Looking for Myself in Jerusalem

by Rabbi Jacob Rupp July 26, 2018
 

 

Hand and shadow of praying man on the stones of the ancient Western wall in the old city of Jerusalem, Israel.

I recently had the opportunity to travel to Israel for myself.  Not with a trip, not for a specific event, but for the purpose of reconnecting and rejuvenating.

In over 10 years of working in the field of Jewish education, this was a first.  Sure, I would take trips of students, which was always fun and inspiring, but I never had a moment to let the noise die down, the schedule stop and for me to just “be.”

Imagine that state of being.  I didn’t have the needs of running my household as my amazing wife had sent me off on my own.  I could just go where I wanted and do what I wanted. And despite the perceived desire to travel up and down our beautiful country, I didn’t leave Jerusalem more than once.

I walked a lot in the city itself, marveling at the amazing amount of construction and development going on in our capital.  I spent time learning Torah, meeting with spiritual teachers, and seeing old friends and students.  But more than anything else, I wanted to find myself—the “me” after all the noise and obligations and requirements died down.

The first thing I noticed is how many voices we have going on around us all the time.  Maybe it’s the news, whatever we are binge watching on Netflix, the podcasts, the kids, our friends, etc.  But all around us there is noise.  Our sages teach us that when the Torah was given, there was perfect silence in the world.  The oceans didn’t make noise, the bees didn’t buzz, the birds didn’t chirp.  Silence is the only way you can hear spirituality.

The second thing I noticed, after I pushed out the external voices, were my internal ones.  And as someone that’s spent a LOT of time working on myself as I’ve gotten older, I still find so much of my internal dialogue is negative. “You’re not good enough, strong enough, smart enough, holy enough.”

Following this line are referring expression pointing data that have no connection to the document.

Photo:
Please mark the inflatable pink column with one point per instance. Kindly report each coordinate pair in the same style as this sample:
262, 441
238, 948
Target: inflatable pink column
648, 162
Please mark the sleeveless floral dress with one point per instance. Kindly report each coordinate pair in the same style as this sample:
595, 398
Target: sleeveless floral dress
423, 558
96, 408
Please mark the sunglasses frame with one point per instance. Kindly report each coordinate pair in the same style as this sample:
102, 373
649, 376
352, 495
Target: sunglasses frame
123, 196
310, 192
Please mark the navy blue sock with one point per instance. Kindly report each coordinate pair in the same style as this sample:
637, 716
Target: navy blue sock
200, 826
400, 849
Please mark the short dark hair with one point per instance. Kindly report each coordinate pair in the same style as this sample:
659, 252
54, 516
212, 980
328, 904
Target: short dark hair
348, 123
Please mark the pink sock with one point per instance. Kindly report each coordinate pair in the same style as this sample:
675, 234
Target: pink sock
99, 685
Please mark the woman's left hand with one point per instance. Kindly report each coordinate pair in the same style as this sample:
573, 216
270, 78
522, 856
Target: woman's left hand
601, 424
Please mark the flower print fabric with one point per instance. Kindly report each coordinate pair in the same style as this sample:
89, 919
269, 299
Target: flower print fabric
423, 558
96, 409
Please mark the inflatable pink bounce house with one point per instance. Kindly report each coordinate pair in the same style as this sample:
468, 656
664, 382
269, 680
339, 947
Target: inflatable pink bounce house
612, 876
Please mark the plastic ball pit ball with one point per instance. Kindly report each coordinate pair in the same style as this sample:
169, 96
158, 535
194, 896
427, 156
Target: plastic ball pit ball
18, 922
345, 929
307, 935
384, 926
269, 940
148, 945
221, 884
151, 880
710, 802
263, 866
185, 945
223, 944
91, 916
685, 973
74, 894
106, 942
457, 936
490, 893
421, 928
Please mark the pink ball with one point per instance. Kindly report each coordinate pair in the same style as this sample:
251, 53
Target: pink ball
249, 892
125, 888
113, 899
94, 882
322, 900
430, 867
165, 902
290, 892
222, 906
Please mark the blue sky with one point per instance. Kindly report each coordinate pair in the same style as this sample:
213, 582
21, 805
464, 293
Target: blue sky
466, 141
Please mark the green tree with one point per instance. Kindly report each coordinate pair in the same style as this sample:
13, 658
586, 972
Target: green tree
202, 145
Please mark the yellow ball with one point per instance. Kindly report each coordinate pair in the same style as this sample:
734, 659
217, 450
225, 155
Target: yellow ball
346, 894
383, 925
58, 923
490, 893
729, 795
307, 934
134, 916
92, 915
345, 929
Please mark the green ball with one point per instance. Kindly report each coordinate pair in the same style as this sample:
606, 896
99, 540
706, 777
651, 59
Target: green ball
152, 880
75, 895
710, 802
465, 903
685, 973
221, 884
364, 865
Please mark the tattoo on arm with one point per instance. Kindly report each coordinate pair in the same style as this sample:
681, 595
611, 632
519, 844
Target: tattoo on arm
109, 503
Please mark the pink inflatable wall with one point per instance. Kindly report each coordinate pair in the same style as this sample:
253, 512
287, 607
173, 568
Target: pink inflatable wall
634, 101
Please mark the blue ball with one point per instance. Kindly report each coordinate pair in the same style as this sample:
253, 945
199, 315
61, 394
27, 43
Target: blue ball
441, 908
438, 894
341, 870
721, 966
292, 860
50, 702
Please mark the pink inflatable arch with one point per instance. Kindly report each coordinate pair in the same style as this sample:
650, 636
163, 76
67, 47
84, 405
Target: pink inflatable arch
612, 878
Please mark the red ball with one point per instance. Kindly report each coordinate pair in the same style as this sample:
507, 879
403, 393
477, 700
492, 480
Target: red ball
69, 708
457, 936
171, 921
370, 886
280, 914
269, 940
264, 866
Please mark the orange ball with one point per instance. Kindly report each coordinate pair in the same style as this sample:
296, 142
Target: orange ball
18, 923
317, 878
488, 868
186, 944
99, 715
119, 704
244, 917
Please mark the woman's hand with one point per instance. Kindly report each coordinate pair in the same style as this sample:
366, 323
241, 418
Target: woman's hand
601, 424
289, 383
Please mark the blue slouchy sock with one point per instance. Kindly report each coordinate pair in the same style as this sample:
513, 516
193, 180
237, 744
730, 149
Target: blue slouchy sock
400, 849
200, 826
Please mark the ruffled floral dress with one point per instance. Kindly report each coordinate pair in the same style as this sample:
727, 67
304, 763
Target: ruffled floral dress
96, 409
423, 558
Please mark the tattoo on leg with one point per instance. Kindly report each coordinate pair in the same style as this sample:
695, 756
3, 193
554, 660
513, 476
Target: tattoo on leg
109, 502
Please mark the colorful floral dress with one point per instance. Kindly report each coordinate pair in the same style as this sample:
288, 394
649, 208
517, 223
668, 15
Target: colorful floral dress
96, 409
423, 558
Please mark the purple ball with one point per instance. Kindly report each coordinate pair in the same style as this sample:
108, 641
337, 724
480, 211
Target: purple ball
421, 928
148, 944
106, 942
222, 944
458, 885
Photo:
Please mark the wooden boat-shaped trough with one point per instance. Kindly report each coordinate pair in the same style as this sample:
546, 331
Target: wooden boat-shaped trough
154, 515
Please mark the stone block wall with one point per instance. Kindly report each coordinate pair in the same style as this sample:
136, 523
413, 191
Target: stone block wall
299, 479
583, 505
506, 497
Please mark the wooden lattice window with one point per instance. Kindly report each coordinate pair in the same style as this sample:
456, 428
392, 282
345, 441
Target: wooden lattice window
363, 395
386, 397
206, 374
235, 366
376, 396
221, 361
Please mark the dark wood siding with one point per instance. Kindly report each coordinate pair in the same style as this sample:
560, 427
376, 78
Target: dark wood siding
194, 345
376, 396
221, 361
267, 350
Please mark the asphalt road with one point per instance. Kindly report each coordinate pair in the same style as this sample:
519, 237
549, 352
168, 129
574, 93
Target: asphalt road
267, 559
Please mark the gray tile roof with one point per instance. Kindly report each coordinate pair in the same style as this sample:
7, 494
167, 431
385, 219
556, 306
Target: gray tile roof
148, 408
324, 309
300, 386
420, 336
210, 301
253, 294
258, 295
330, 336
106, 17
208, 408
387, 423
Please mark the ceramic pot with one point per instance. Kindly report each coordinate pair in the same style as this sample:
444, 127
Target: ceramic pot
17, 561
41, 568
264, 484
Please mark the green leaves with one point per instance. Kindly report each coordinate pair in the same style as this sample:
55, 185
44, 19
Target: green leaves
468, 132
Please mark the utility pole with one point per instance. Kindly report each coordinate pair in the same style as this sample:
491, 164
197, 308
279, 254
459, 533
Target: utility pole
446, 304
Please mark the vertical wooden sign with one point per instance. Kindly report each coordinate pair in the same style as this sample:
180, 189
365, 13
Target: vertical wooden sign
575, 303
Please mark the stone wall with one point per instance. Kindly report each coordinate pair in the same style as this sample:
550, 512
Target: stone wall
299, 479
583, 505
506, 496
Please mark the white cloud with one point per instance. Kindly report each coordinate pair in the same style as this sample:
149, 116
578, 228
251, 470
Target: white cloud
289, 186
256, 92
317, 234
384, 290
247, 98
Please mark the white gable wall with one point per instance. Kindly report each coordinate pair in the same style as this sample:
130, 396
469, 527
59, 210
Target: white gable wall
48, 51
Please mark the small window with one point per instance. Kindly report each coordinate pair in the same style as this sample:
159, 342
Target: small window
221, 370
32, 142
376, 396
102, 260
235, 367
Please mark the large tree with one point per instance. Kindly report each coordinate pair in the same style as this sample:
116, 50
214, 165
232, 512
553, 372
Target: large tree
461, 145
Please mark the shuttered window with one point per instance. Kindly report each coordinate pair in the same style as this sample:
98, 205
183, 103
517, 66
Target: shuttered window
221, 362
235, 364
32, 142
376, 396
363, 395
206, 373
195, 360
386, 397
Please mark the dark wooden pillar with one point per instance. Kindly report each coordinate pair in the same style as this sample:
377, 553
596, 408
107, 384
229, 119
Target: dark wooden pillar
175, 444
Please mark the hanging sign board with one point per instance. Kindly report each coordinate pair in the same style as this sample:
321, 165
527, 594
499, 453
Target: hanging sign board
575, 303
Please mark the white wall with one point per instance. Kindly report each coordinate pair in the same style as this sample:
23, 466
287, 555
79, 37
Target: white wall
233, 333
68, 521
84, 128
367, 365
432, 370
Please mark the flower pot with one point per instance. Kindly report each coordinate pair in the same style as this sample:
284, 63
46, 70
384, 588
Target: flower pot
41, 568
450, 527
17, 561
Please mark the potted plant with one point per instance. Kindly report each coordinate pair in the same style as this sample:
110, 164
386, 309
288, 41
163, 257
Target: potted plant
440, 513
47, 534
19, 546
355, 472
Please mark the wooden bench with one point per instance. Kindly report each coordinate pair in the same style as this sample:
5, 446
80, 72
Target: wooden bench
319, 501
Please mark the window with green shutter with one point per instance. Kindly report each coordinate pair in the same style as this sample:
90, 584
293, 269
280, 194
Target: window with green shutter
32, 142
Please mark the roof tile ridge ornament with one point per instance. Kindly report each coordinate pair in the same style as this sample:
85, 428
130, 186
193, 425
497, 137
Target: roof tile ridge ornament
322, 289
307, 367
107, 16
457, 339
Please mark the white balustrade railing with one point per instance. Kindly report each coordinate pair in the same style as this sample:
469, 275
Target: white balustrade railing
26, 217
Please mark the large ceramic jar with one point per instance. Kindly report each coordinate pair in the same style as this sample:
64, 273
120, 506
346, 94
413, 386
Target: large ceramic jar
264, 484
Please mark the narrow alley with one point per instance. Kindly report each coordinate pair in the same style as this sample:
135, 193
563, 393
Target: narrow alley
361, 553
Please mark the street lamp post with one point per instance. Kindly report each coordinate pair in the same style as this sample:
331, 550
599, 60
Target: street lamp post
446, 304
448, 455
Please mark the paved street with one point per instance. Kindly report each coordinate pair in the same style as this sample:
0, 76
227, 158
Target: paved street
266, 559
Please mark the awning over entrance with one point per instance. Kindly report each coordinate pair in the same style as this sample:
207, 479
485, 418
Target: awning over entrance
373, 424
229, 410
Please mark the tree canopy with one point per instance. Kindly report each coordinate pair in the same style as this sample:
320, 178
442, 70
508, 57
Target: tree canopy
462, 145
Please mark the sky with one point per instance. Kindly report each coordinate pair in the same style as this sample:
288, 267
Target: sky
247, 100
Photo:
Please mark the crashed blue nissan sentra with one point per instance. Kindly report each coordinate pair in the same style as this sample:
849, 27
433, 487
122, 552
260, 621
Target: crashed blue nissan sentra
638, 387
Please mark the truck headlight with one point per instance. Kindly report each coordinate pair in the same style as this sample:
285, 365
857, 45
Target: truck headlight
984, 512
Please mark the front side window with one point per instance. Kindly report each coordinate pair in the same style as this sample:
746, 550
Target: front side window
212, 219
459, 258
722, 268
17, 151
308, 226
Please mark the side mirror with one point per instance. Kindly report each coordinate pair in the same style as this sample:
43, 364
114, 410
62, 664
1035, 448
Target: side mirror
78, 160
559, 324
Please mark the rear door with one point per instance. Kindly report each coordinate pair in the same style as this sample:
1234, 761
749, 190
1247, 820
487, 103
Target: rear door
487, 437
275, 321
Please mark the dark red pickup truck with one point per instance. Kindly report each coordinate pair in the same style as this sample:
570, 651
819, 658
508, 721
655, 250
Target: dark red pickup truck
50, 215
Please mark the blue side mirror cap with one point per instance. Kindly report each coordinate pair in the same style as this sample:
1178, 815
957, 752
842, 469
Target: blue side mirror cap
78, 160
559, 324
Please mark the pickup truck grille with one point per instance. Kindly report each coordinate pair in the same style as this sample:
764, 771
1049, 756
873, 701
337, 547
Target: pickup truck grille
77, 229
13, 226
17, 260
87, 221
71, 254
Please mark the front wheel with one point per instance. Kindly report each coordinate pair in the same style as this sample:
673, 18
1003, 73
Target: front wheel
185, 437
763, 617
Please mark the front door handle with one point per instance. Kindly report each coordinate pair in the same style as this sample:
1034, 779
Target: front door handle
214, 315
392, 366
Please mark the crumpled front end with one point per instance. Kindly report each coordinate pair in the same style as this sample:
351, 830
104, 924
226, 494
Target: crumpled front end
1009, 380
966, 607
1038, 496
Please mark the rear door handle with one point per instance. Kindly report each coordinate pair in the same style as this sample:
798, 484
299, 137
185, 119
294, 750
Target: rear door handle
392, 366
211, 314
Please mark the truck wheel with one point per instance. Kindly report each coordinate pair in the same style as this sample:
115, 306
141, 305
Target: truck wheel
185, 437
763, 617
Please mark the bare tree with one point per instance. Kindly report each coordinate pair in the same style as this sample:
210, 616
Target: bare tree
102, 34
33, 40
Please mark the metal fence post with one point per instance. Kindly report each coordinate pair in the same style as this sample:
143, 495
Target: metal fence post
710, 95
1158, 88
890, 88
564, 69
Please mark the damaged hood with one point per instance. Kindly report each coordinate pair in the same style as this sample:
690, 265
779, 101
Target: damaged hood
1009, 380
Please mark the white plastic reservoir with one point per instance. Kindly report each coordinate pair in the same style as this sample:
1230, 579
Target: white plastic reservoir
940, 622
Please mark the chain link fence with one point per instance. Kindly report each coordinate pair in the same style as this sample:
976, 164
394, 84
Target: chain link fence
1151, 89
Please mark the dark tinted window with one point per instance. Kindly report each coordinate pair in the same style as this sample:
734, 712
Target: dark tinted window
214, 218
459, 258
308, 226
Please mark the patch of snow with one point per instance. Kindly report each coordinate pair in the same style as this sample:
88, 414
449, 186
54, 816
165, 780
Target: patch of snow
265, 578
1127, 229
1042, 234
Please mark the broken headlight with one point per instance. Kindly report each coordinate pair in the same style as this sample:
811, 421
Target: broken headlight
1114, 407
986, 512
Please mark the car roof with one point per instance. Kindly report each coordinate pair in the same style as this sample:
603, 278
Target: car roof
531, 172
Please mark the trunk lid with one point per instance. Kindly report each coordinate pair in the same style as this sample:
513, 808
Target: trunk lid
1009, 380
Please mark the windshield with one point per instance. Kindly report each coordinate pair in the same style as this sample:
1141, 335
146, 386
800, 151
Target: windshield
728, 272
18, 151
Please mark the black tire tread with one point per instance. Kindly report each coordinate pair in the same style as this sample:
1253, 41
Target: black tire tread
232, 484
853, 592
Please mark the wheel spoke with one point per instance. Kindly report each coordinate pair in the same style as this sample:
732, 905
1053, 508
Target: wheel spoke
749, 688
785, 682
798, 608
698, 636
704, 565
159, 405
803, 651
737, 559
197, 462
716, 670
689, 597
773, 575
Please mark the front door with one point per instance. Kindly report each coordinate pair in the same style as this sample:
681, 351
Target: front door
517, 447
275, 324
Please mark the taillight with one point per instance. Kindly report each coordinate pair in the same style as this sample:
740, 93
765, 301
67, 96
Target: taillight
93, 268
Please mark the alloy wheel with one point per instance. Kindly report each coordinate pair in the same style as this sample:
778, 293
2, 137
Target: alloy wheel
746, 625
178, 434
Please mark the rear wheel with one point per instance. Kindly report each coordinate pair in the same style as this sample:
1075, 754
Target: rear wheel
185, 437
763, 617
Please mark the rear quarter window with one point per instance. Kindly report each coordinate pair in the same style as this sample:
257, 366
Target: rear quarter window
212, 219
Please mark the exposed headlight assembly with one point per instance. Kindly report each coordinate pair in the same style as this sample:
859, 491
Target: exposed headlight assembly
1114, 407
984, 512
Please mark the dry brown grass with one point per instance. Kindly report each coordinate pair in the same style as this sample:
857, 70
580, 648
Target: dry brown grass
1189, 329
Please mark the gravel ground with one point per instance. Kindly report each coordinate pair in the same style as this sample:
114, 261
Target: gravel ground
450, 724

The last part really stuck with me.  Not that it’s a new voice —or one that only I have.  Unfortunately, many Jews walk around feeling like they aren’t good with G-d—that somehow, He’s sitting and judging and making life hard on us.  And to be honest, this could be why so many people don’t seek Him, or pretend He is irrelevant to their lives; because how could you be close to G-d if He doesn’t like you?

For me, it’s really hard to actually say these words.  I feel so trite.  After all, I am always talking about how much G-d loves everyone, even the most wicked people.  He doesn’t approve of their deeds but He loves them.  And if G-d is the source of all goodness, why do I feel like I’m not good enough?

So, I choked out this question to a great sage that I had the opportunity to meet. He didn’t miss a beat.

He asked me if I had a son. I replied I did. He asked me if my son ever let me down, or frustrated me, or did something I didn’t approve of. I said of course. Then he asked me if his deeds ever called into question the tremendous sense of love that I have for him. In a heartbeat, I said, “no.”

The rabbi looked at me. Then he said the following, “The amount you love your son doesn’t compare in the smallest amount to how much G-d loves you.”

I’m a grown man, but my eyes filled with tears.  And of course, I knew this already.  But something about hearing it was profound.

A lot of times, or all the time, we are our harshest critic. And this profoundly affects how we think others and G-d see us.  But it is a self-imposed cage. If you think about it, our kids don’t need to do anything, to be anything to make us love them.  Sure, we all have hopes and dreams for our kids, but our love for them is essential and not connected to anything.  We love them because they are our kids and we their parents.

That kind of love is fundamental. It is empowering. It is safe and it is strong. And it is a human emotion implanted into us to help us understand our relationship with G-d.  And if we started thinking about that, we wouldn’t want to hide, or create space, or do our own thing, or find a new yoga studio.  We’d turn back to our heritage, to our community, and to our most fundamental relationships; those with ourselves and our Creator.

In a way, the most significant thing I saw in Israel was a new way to see myself.